Sistem Seleksi Nasional Berdasarkan Prestasi (SNBP) merupakan salah satu jalur penerimaan mahasiswa baru di perguruan tinggi negeri yang sangat mengandalkan nilai rapor. Sebagai jalur prestasi, SNBP diharapkan mampu menyeleksi siswa berdasarkan capaian akademik selama masa sekolah. Namun, ketika nilai rapor menjadi faktor penentu, peran guru dalam memberikan penilaian menjadi sangat krusial. Sayangnya, ada fenomena "guru pelit nilai" yang dapat merugikan siswa dalam proses seleksi ini.
Fenomena guru pelit nilai terjadi ketika guru sangat ketat atau bahkan terlalu ketat dalam memberikan penilaian kepada siswa. Hal semacam ini tentu sering terjadi disekitar kita, termasuk ketika saya masih menempuh pendidikan di SMA. Ada beberapa guru yang saya menilainya tidak profesional dalam memberikan nilai. Contohnya, ada guru yang memberikan nilai yang sama (pukul rata) untuk satu kelas. Sungguh bentuk ketidakadilan yang sangat memprihatinkan.
Ada pula tipikal guru yang memberi nilai terkesan pelit kepada muridnya. Padahal, menurut sudut pandang saya pribadi, jika tolak ukurnya adalah nilai yang dicapai siswa maka tidak etis jika hanya hanya menyalahkan siswa karena tidak paham. Banyak konteks dalam pembelajaran yang sangat memengaruhi kualitas siswa salah satunya adalah cara mengajar guru yang tidak berorientasi kepada siswa, memaksa siswa memahami gaya mengajarnya tanpa merefleksi diri sendiri sebagai seorang pendidik.
Melalui tulisan ini saya menyoroti lebih dalam pada kasus dimana guru cenderung sulit memberikan nilai tinggi, meskipun siswa telah menunjukkan usaha dan capaian yang baik. Bagi sebagian guru tentu mereka memiliki banyak alasan dibalik hal, mulai dari standar yang terlalu tinggi, keinginan untuk mendisiplinkan siswa, hingga perbedaan persepsi terhadap capaian akademik.
Namun, guru juga harus sadar bahwa tindakan demikian memiliki dampak negatif bagi siswa.

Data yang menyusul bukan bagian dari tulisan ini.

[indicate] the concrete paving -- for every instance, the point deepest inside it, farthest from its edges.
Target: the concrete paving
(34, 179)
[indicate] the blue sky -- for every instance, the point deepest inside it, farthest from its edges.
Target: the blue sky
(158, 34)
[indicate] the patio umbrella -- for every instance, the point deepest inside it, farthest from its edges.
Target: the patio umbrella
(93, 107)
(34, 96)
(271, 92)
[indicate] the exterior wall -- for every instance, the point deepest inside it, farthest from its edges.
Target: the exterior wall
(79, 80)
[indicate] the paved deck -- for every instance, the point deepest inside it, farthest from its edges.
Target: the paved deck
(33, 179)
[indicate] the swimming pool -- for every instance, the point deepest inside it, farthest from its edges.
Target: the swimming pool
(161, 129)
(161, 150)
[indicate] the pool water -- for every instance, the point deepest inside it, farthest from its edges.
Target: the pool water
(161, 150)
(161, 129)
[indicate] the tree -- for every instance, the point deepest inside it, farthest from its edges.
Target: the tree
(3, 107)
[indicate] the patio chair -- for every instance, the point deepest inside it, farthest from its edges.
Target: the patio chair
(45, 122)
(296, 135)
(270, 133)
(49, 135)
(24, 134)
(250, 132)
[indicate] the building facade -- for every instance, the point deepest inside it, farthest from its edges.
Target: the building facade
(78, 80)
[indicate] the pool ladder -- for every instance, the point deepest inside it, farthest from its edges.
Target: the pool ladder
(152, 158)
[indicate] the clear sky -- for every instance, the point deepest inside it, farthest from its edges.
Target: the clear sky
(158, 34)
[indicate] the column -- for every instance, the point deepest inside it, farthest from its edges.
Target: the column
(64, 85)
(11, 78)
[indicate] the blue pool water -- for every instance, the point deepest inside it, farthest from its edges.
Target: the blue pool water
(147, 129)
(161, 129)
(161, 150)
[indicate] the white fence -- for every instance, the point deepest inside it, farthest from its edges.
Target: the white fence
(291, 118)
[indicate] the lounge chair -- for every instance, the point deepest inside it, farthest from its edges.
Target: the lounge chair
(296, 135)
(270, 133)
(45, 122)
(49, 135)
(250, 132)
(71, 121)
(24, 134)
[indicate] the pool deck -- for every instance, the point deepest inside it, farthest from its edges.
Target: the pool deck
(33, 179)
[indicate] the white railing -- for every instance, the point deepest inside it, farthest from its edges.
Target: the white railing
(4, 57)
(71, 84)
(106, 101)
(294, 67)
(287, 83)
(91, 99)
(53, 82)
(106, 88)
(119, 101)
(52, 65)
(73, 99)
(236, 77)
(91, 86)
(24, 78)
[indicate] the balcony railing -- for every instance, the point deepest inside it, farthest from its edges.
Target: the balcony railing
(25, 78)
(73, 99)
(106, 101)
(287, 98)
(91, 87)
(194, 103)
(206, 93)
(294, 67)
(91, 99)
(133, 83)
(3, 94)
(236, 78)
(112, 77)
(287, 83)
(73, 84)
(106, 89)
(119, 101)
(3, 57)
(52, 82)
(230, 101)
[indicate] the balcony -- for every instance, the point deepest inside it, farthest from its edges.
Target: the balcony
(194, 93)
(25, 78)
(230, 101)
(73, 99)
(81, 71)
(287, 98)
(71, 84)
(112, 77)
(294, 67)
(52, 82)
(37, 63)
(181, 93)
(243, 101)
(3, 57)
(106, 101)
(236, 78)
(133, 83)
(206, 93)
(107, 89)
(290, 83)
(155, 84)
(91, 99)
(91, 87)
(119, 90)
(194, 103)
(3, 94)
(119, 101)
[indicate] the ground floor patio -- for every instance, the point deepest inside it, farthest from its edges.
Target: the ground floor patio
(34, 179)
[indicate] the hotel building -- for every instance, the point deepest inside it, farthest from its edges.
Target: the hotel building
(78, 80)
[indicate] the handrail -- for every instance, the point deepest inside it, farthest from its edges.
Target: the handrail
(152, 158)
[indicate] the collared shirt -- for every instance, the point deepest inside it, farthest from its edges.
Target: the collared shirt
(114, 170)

1. Mengurangi Kesempatan siswa Lolos SNBP.
Nilai rapor adalah komponen utama dalam SNBP. Siswa yang mendapatkan nilai rendah dari guru pelit nilai otomatis memiliki peluang lebih kecil untuk lolos seleksi. Guru tentu saja mengetahui hal demikian, namun banyak juga yang seolah acuh dengan hal tersebut. Keegoisan kadang dibawa dalam memberikan nilai sehingga siswa yang sebenarnya memiliki kemampuan yang baik harus menerima kenyataan yang pahit. Nilai rapor yang rendah akan menghambat mereka untuk bersaing dengan siswa dari sekolah lain yang mungkin memiliki guru yang lebih “murah hati” dalam memberikan nilai.
2. Motivasi Belajar Menurun
Guru juga harus tahu bahwa dalam membangun sebuah keberhasilan pembelajaran, memberikan umpan balik kepada siswa adalah hal yang diperlukan. Ketika usaha keras siswa tidak diakui melalui nilai yang mereka terima, hal ini bisa sangat merusak semangat belajar mereka. Bayangkan saja jika seorang siswa menjadi utusan sekolah yang berjuang di lomba kejuaraan olahraga namun nilai raport yang didapat setara dengan siswa yang tidak berkontribusi apapun di bidang olahraga. Pantaskan guru mata pelajaran yang terkait melakukan hal demikian?
Oleh karena itu, tindakan semacam itu dapat membuat siswa menjadi merasa tidak dihargai dan kehilangan motivasi untuk belajar lebih giat. Akibatnya, prestasi akademik mereka bisa menurun dan menciptakan lingkaran setan di mana siswa menjadi semakin malas dan tidak bersemangat.